I wonder why else she would think I’d be worried about my period. “Yes.”
“And you think you might be—”
“Yes,” I say. “I think I’m pregnant.”
Back home, Rose and I cram into my little bathroom. The pregnancy test sits flat on the bathroom vanity before us. One line is clearly visible, and a second fainter line is starting to appear beside it.
“Well,” Rose says, holding her temples. “You’re definitely pregnant.” She takes a deep breath and sits on the toilet.
I remain standing, leaning against the wall.
“I wonder what Wally will say,” I say.
Rose looks up. “You’re going to tell him?”
“Of course.”
Rose looks startled, which is puzzling. I have a rudimentary understanding of common courtesy, after all, and the only times I have heard of people not telling the father of their baby that they are pregnant are in daytime television shows when the pregnancy is the result of an affair or a one-night stand.

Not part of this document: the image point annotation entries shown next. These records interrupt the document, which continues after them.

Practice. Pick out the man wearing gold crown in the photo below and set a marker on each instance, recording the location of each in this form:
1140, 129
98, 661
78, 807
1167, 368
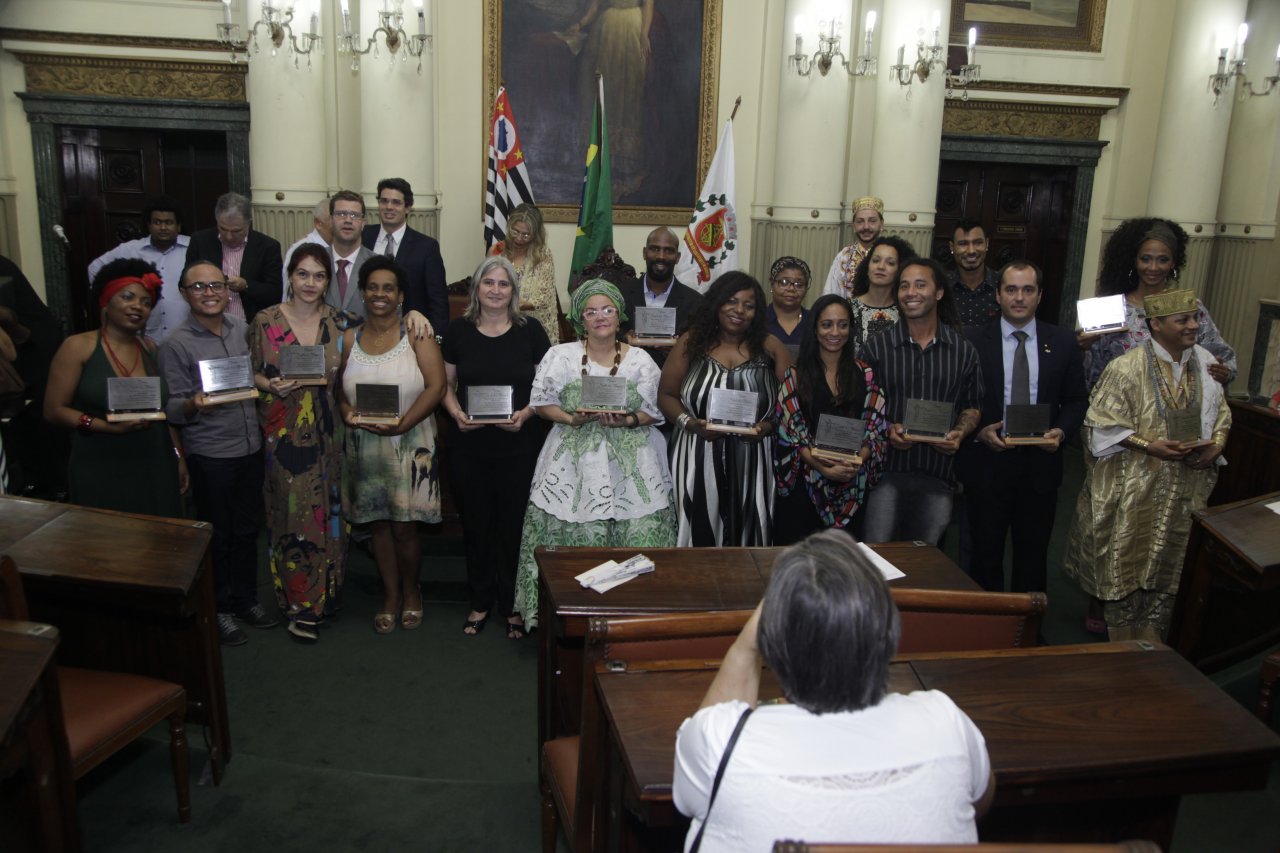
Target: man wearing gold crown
1155, 432
868, 223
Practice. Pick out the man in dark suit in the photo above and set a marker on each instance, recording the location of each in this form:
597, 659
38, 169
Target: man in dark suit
1014, 488
412, 250
250, 260
658, 287
347, 211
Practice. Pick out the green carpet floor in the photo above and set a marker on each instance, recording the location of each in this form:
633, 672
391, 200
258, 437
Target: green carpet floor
425, 740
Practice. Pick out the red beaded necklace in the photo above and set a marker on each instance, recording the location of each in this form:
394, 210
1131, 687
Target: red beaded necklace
119, 365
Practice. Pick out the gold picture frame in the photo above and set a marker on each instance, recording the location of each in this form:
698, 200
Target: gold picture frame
1018, 23
656, 176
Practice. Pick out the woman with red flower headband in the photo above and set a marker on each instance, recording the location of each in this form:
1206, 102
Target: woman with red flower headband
133, 466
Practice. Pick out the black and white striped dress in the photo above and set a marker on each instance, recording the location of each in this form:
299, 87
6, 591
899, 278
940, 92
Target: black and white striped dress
725, 488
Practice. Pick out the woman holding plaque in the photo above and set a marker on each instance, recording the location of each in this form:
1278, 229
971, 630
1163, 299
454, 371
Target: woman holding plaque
305, 539
490, 355
602, 477
874, 300
821, 489
129, 465
389, 474
535, 268
1143, 258
723, 479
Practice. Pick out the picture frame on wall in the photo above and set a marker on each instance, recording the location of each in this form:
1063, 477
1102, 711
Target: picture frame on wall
1040, 24
659, 94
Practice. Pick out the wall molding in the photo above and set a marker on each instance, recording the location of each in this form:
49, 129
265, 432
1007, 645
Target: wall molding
133, 78
1023, 119
109, 40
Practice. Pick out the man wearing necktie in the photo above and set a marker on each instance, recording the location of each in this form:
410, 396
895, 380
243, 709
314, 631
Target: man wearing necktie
1014, 488
417, 254
347, 210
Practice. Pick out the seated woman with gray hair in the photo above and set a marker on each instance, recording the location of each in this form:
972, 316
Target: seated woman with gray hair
841, 760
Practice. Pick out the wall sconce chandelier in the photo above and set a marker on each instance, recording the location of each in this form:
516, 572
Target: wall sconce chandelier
391, 26
828, 48
277, 24
927, 56
1230, 71
968, 73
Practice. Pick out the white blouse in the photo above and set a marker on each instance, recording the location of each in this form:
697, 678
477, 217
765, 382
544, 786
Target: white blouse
906, 770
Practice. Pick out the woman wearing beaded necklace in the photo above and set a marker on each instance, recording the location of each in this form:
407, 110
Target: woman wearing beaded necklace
132, 466
602, 479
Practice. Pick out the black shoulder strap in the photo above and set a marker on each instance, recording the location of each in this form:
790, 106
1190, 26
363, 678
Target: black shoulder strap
720, 774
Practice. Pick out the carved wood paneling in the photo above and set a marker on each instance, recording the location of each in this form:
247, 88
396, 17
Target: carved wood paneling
1004, 118
135, 78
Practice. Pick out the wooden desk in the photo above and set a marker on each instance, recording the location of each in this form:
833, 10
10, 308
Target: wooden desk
37, 793
684, 580
1229, 593
1121, 728
128, 593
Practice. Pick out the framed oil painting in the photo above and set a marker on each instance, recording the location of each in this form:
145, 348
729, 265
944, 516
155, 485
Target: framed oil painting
659, 60
1042, 24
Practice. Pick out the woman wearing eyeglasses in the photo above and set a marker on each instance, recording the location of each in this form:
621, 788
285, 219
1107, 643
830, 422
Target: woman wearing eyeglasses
602, 479
131, 466
535, 268
785, 318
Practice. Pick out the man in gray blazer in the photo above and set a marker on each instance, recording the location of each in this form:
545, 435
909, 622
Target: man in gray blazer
347, 210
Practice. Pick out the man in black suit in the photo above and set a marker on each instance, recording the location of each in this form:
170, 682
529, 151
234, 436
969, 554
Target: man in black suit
412, 250
1014, 488
250, 260
658, 287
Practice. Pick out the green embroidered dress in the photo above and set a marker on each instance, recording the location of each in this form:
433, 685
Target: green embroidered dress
595, 486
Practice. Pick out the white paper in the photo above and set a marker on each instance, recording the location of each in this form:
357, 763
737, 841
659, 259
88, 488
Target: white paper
611, 574
888, 571
1101, 313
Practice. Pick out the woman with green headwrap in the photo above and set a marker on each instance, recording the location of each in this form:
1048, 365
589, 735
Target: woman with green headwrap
602, 479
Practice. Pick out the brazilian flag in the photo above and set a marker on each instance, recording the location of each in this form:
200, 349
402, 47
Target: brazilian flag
595, 217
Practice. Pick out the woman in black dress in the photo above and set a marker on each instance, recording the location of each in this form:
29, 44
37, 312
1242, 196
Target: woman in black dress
492, 464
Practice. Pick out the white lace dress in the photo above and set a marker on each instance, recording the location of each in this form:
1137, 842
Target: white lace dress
906, 770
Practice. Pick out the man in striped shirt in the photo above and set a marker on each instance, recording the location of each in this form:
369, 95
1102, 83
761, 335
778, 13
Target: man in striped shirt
924, 356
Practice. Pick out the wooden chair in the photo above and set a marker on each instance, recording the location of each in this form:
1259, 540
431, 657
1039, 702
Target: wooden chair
1120, 847
947, 620
105, 711
1266, 685
574, 767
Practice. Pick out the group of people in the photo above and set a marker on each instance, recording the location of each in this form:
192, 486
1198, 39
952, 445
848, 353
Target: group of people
895, 329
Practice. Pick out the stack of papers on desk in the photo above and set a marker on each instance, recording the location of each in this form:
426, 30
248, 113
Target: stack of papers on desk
887, 569
612, 574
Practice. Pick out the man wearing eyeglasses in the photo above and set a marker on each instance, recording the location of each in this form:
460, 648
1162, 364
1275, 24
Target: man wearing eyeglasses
347, 210
248, 259
223, 447
417, 254
658, 287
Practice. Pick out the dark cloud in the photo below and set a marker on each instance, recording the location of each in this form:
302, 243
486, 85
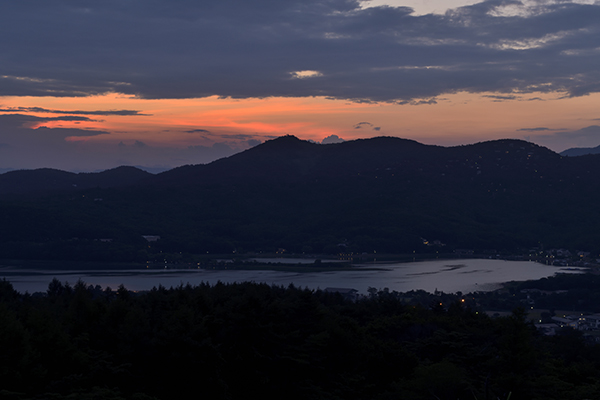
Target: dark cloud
585, 137
501, 98
332, 139
534, 129
198, 131
361, 124
253, 142
78, 112
21, 120
329, 48
216, 151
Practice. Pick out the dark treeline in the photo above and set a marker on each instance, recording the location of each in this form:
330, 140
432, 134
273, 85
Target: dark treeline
254, 340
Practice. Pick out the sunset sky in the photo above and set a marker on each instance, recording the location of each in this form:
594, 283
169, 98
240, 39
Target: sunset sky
90, 85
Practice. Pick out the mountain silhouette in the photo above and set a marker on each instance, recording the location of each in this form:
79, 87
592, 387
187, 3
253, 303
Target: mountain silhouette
383, 194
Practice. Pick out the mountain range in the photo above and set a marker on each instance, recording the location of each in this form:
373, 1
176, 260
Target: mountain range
371, 195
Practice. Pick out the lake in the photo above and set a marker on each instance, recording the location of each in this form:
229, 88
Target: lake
445, 275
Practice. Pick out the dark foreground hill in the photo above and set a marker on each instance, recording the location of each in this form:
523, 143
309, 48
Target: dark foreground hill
377, 195
229, 341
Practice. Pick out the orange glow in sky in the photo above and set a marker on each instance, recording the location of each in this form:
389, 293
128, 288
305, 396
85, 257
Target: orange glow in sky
172, 124
456, 119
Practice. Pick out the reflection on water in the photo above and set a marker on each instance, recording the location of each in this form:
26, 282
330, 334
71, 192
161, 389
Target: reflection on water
444, 275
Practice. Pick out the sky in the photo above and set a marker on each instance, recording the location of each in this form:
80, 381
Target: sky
91, 85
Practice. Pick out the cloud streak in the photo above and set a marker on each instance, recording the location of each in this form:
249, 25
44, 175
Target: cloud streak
76, 112
242, 49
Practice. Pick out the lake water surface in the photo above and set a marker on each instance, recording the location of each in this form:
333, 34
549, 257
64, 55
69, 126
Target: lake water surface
445, 275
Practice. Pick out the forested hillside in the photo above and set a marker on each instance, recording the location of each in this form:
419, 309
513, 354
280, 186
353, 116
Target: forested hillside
241, 340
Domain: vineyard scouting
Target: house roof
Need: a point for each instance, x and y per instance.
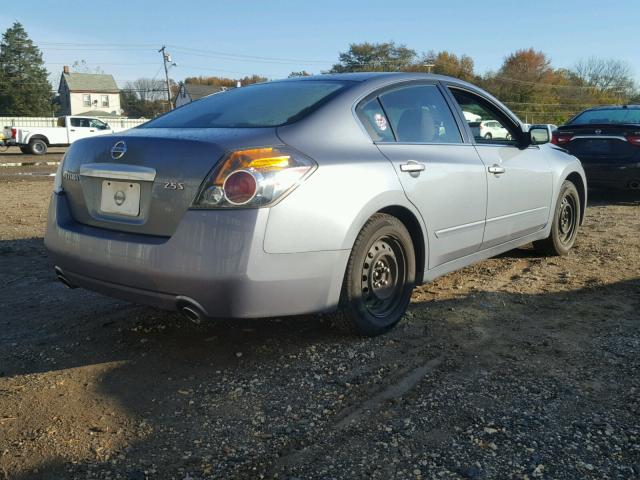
(197, 91)
(90, 82)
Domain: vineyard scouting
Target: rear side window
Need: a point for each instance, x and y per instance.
(260, 105)
(420, 114)
(609, 115)
(488, 125)
(375, 121)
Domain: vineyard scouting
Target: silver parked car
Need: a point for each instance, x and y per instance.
(327, 193)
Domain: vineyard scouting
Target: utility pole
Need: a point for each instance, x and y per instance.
(166, 58)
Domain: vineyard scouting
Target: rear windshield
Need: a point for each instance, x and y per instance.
(259, 105)
(612, 115)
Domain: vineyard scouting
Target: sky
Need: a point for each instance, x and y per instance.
(272, 38)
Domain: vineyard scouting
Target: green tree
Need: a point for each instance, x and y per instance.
(447, 63)
(24, 88)
(375, 57)
(225, 82)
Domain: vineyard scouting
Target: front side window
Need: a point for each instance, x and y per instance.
(80, 122)
(268, 104)
(420, 114)
(488, 125)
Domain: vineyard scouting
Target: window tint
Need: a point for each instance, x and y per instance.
(609, 115)
(375, 121)
(486, 122)
(260, 105)
(420, 114)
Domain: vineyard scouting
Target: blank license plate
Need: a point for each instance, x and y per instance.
(122, 198)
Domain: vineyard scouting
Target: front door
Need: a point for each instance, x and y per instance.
(441, 174)
(519, 180)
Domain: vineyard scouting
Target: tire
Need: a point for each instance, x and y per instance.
(379, 279)
(566, 220)
(37, 146)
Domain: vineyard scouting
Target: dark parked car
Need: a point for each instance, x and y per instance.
(607, 142)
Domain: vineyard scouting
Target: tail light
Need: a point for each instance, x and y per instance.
(634, 139)
(254, 177)
(558, 138)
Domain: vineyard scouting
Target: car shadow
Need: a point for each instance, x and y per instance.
(602, 197)
(169, 396)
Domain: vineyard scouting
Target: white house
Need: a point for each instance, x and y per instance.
(88, 94)
(188, 92)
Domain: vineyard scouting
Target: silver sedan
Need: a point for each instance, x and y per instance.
(328, 193)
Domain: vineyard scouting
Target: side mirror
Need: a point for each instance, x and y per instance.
(539, 134)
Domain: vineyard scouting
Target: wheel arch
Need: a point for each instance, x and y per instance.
(412, 224)
(578, 181)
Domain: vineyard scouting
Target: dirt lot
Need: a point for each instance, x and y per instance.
(518, 367)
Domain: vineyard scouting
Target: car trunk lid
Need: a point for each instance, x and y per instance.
(150, 180)
(596, 143)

When the two parties are exclusively seeing each other, the custom appears to be some kind of excited announcement.
“Surely that is the expected thing to do under the circumstances?” I say. “Inform the father of the baby that he is going to be a dad?”
“Yes,” Rose says slowly. “If you’re going to keep it.” She is quiet for a long time. “Is that what you are suggesting?”
I’m not sure what I’m suggesting. The fact that I’d originally decided to have the baby for Rose feels like a million years ago. Back then, there was no Wally. The baby was nameless, faceless. Now, the baby is inside me. It is ours. And everything feels, all at once, completely different.
“What if I were suggesting that?” I ask.
Rose closes her eyes for a short moment. “Do you really want to know what I think?” She opens her eyes.
I nod.
“All right. Honestly, the idea worries me. We both know you’ve had your … difficulties in the past.” She doesn’t say it explicitly. She doesn’t have to. “What if something happened when you were with the baby? Babies are vulnerable, Fern. Bad things can happen, even by accident.…” Rose sighs. She looks like she might cry. “The only possible way this could work is if you had a stable, levelheaded partner. And … Rocco isn’t, is he?”
I regret telling Rose about Wally’s nervous breakdown. I’m not entirely sure how it happened. One minute we were eating chicken satay for dinner and talking about how the library was abolishing fines for overdue books, and the next, Rose knew everything. Her gift for getting information out of people is truly astonishing. Owen used to say she’d make a great interrogator.
“Think about it, Fern. Rocco couldn’t cope with some basic business pressure. He found it so stressful that he had to leave his country, abandon his whole life and start a rudderless existence, living out of his van! What would happen if he were presented with real difficulty like disease or death? Or a baby that just wouldn’t stop crying?”
I open my mouth to answer the question, then realize I have no idea. She’s right, of course. I couldn’t be trusted with a baby. Neither could Wally. How foolish to even consider it.
Rose stands and takes both my hands in her own. “I wish it were different, Fern. I really do.”
I nod.
“I’m here for you,” she says, wrapping her arms around me. “Now, don’t worry. We’re going to figure this whole thing out. I promise.”
I hold still, waiting for the hug to end. But Rose just continues to hold me, pinning my arms to my sides. I feel like I’m imprisoned, stuck. Wearing a straitjacket.